More important than this though, is that any such inquiry is unable to truly get to the heart of why the Libor affair occurred. Miliband says that a public inquiry should be ordered into the ‘culture of banking’ in the U.K. This seems similar to the Leveson inquiry, which is nominally investigating the ‘culture, practices and ethics of the press’. In actuality though, it is looking chiefly at a very narrow case; that of phone-hacking at the News of the World and possibly other organisations.

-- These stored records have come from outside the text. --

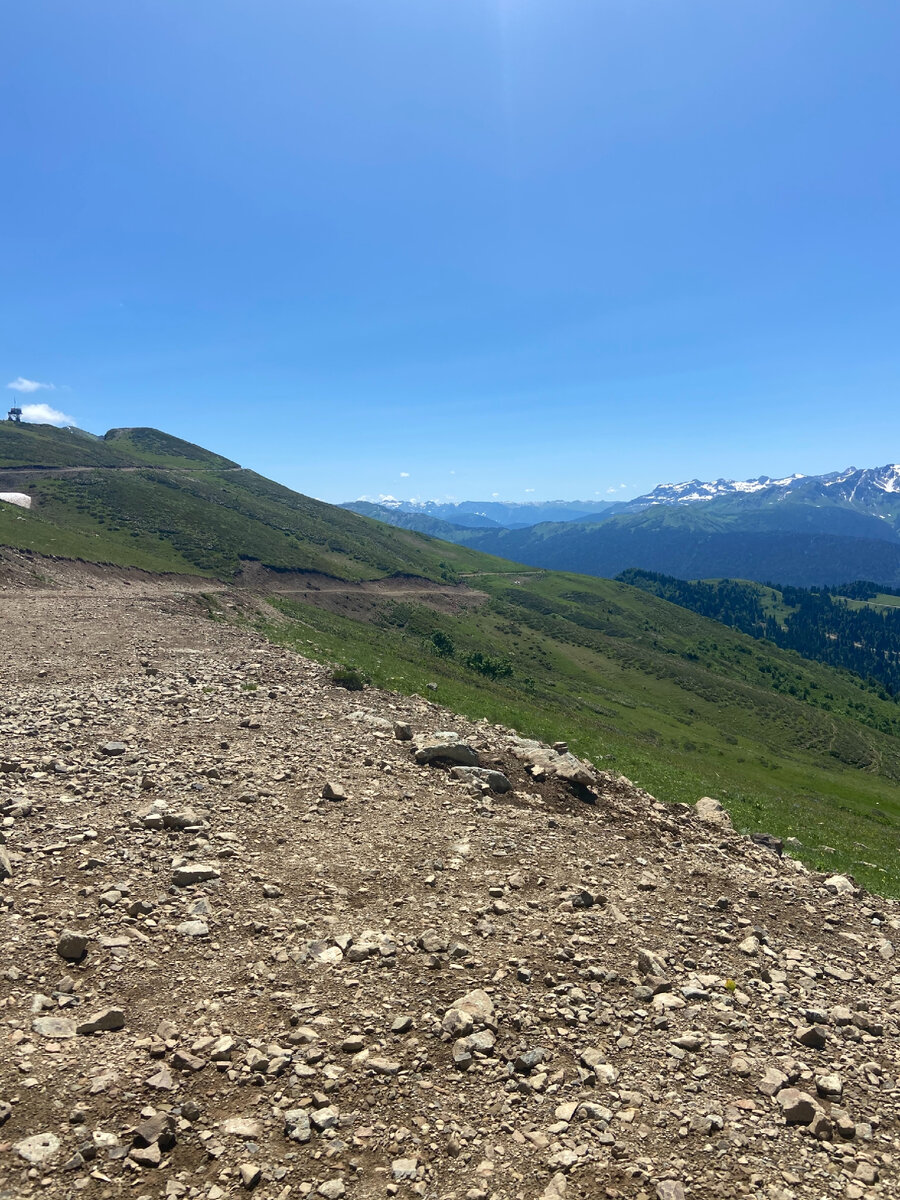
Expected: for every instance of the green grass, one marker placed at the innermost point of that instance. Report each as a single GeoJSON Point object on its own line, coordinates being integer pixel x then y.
{"type": "Point", "coordinates": [682, 706]}
{"type": "Point", "coordinates": [675, 701]}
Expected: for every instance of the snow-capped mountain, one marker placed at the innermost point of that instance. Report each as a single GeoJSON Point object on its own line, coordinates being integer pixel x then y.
{"type": "Point", "coordinates": [865, 489]}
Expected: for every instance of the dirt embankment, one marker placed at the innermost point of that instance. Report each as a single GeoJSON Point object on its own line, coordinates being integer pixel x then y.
{"type": "Point", "coordinates": [258, 940]}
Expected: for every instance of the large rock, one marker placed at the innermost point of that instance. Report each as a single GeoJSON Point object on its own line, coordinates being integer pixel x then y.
{"type": "Point", "coordinates": [477, 1005]}
{"type": "Point", "coordinates": [495, 779]}
{"type": "Point", "coordinates": [54, 1027]}
{"type": "Point", "coordinates": [72, 946]}
{"type": "Point", "coordinates": [563, 765]}
{"type": "Point", "coordinates": [711, 813]}
{"type": "Point", "coordinates": [39, 1149]}
{"type": "Point", "coordinates": [102, 1021]}
{"type": "Point", "coordinates": [445, 748]}
{"type": "Point", "coordinates": [193, 873]}
{"type": "Point", "coordinates": [797, 1108]}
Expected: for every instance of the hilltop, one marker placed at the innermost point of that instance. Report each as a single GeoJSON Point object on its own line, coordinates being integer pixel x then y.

Surely the same would occur in Miliband’s inquiry into banking culture. There is simply too much to look at for an inquiry to be completed quickly enough to still be relevant. Therefore, it would morph into an inquiry into the Libor affair, with a few strongly-worded paragraphs about the culture of banking tacked on at the end. This would not be helpful. Though it is obviously important to look at the Libor affair, and see who was particularly active in it, this should remain separate from the significantly more important and urgent discussion of banking culture and practice.

With regards to the Libor rate, the Economist proposes two reforms which might help stop manipulation in the future. The first, to fix the rate based on actual lending data rather than estimates, is an excellent proposal which should have been implemented as soon as a computer was able to do such calculations. The second, to broaden the number of banks (currently 18) setting the rate, should also be introduced, but it should be done so cautiously and with the knowledge that it is only a minor reform. The new banks brought in to contribute to the setting of the Libor rate would have similar motives to have a low rate as the ones currently setting the standard, and they would belong to the same culture of banking which is being so widely condemned.

This culture, it seems, is the main issue, and it is why no inquiry can be truly effective. The Libor affair was a manifestation of a banking system entirely dependent on risk. More worryingly though, it is the result of a banking system over which the British government has very little jurisdiction.

Barclays may have been fined, but Deutsche Bank, Citibank, HSBC, RBS, JP Morgan Chase and UBS are all currently under investigation. Authorities from Japan, Canada, Switzerland, the EU and the U.S.A. are all looking into the role of their banks in the affair. Global banking has been allowed to become a creature bigger than governments, bigger even than nations. It is a beast we depend upon, but which gives us less than we deserve.

It is also a beast we cannot control. What we have is a network of sordid institutions, becoming more incorrigible and less socially useful by the day. In Britain we could legislate so that the Libor rate was set in a different way, but this would not fix the wider problem of a banking system and culture which not only allows the Libor affair to happen, but positively encourages it.

So whilst it is important to have an inquiry specifically into the Libor affair, such an investigation would be no remedy for the state of banking in general. Neither a public or parliamentary inquiry will come to a conclusion which even acknowledges that what is wrong in banking culture is endemic, not just the result of a handful of rogues. To inquire into the Libor affair would be to do just that; it would have no effect on the wider culture which seems to be the root of the problem.